One Y Variable

Module 2.2: Dispersion

Alex Cardazzi

Old Dominion University

Dispersion

The middle of some data is an important summary point. However, a second important measure is: how much does the data vary? Are the observations in the data close to the mean, or are they far?A measure like this would start to address the issue with outliers, but also provide additional information that could be helpful.

This idea is called dispersion. A common measure of dispersion is variance or standard deviation.

Building an Equation

Let’s try to build an equation for dispersion that we can use. Remember: we are interested in quantifying how far away observations are from the mean (\(\mu\) or \(\bar{y}\)).

Since we cannot observe \(\mu\) (because it is a population parameter), we have to use \(\bar{y}\) as our measure of the mean. So, to calculate distance from the mean, we can simply use subtraction.

\[y_i - \bar{y}\]

Note: I am using a subscript \(i\) to denote the \(i\)th observation. In other words, if there are \(n\) observations, we will calculate:

\[y_1 - \bar{y}, \ y_2 - \bar{y}, \ ..., \ y_i - \bar{y}, \ ..., \ y_n - \bar{y}\]

Building an Equation

If we have the distance of each observation from the mean, why don’t we try taking the mean of this? This would give us, in words, an average distance from the mean. In math:

\[\frac{1}{n} \sum_{i=1}^{n} (y_i - \bar{y})\]

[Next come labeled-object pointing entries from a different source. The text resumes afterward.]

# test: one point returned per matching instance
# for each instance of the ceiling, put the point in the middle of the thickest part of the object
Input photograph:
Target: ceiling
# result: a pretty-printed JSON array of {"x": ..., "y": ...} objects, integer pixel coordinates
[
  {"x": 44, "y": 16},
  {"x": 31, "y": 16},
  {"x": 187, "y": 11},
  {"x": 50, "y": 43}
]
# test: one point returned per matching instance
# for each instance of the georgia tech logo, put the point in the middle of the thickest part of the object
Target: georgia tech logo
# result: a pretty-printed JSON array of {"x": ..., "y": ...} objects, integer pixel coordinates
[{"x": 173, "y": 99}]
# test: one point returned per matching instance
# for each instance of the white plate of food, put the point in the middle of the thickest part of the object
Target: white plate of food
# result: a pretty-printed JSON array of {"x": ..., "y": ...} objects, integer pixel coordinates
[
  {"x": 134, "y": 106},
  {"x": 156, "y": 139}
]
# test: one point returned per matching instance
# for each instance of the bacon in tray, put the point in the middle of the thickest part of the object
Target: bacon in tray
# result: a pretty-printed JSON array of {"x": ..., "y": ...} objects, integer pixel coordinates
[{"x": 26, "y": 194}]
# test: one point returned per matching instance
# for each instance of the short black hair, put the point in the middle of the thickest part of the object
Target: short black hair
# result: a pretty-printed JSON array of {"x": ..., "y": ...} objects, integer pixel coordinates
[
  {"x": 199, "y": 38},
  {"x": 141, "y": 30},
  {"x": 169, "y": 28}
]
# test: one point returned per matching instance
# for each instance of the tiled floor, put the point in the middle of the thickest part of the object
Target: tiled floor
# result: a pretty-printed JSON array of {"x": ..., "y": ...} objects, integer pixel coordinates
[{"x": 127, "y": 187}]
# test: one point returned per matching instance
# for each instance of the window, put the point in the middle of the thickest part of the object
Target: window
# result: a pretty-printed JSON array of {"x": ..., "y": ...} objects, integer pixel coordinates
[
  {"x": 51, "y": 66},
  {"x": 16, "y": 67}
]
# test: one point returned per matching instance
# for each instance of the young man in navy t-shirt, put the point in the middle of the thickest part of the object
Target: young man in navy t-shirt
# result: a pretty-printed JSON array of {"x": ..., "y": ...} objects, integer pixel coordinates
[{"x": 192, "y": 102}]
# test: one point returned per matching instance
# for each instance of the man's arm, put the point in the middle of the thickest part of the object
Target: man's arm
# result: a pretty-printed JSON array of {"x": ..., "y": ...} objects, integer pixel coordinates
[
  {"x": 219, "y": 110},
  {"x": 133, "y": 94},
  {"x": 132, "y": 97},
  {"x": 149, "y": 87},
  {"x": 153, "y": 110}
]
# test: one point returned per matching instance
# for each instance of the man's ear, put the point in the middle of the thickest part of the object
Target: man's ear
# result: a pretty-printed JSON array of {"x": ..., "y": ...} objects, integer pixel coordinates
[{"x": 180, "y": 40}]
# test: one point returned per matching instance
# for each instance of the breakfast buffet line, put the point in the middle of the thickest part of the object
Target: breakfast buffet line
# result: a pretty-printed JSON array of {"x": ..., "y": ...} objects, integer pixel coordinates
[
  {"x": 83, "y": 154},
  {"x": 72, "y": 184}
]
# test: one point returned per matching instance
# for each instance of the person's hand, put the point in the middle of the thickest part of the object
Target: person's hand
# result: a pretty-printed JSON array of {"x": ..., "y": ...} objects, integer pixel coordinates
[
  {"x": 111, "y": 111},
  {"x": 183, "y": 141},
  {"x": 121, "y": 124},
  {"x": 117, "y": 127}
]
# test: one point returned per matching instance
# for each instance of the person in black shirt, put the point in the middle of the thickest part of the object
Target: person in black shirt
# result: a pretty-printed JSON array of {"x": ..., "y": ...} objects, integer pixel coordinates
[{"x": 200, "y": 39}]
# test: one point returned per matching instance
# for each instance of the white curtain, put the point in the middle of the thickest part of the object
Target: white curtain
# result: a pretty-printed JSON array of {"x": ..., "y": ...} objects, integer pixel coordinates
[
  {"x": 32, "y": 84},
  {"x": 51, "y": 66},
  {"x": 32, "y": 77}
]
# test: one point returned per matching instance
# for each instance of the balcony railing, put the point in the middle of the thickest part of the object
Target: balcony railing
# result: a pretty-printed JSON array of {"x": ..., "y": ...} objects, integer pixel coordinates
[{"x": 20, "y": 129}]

To test our measure, let’s use some example data from the notes on Central Tendency. Suppose we have two sets of data: one from UNC Geography Majors in 1985 and 1986 (Michael Jordan’s graduating class). If our measure makes sense, we should expect the 1985 mean to be less than the 1986 mean, but the dispersion to be lower as well. Here are the two datasets:

Code

salaries85 <- c(32000, 33000, 36000, 33000, 32000, 35000)
salaries86 <- c(31000, 34000, 32000, 34000, 33000, 20000000)

Building an Equation

Let’s calculate the two sample means and save them.

Code

mean85 <- mean(salaries85)
mean86 <- mean(salaries86)
cat("Average Salary in 1985:", mean85, "\n")
cat("Average Salary in 1986:", mean86)

Output

Average Salary in 1985: 33500 
Average Salary in 1986: 3360667

Now, we need to code up our formula for dispersion and test it with both sets of data.

Code

# add up the differences
numerator <- sum(salaries85 - mean85)
denominator <- length(salaries85)
numerator / denominator

Output

[1] 0

Code

# add up the differences
numerator <- sum(salaries86 - mean86)
denominator <- length(salaries86)
numerator / denominator

Output

[1] 0

Building an Equation

Not only are the two numbers the same, but they’re zero! There is either a mistake in the math or in the code. Hint: the mistake is not in the code. Rather, let’s generate more output as we go this time.

Code

# Calculate the differences
numerator <- salaries85 - mean85
cat("Numbers to Add:", numerator, "\n")
cat("Sum of Numbers to Add:", sum(numerator))

Output

Numbers to Add: -1500 -500 2500 -500 -1500 1500 
Sum of Numbers to Add: 0

Since some of the values are above the mean and others are below, the sum of the positive and negative numbers nets out to zero. Let’s see if this is true in the algebra.

Building an Equation

\[\begin{aligned}\sum_{i=1}^{n} (y_i - \bar{y}) &= (y_1 - \bar{y}) + (y_2 - \bar{y}) + ... + (y_n - \bar{y}) \\ &=(y_1 + ... + y_n) - (\bar{y} + ... + \bar{y})\\ &= \sum{y_i} - (n \times \bar{y})\\ &= \sum{y_i} - (n \times \frac{1}{n}\sum{y_i}) \\ &= \sum{y_i} - (n \times \frac{1}{n}\sum{y_i})\\ &= \sum{y_i} - (\sum{y_i}) \\ &= 0\end{aligned}\]

Building an Equation

The conclusion to both the math and the code is that, no matter what, \(\sum_{i=1}^n(y_i - \bar{y})\) is always equal to 0.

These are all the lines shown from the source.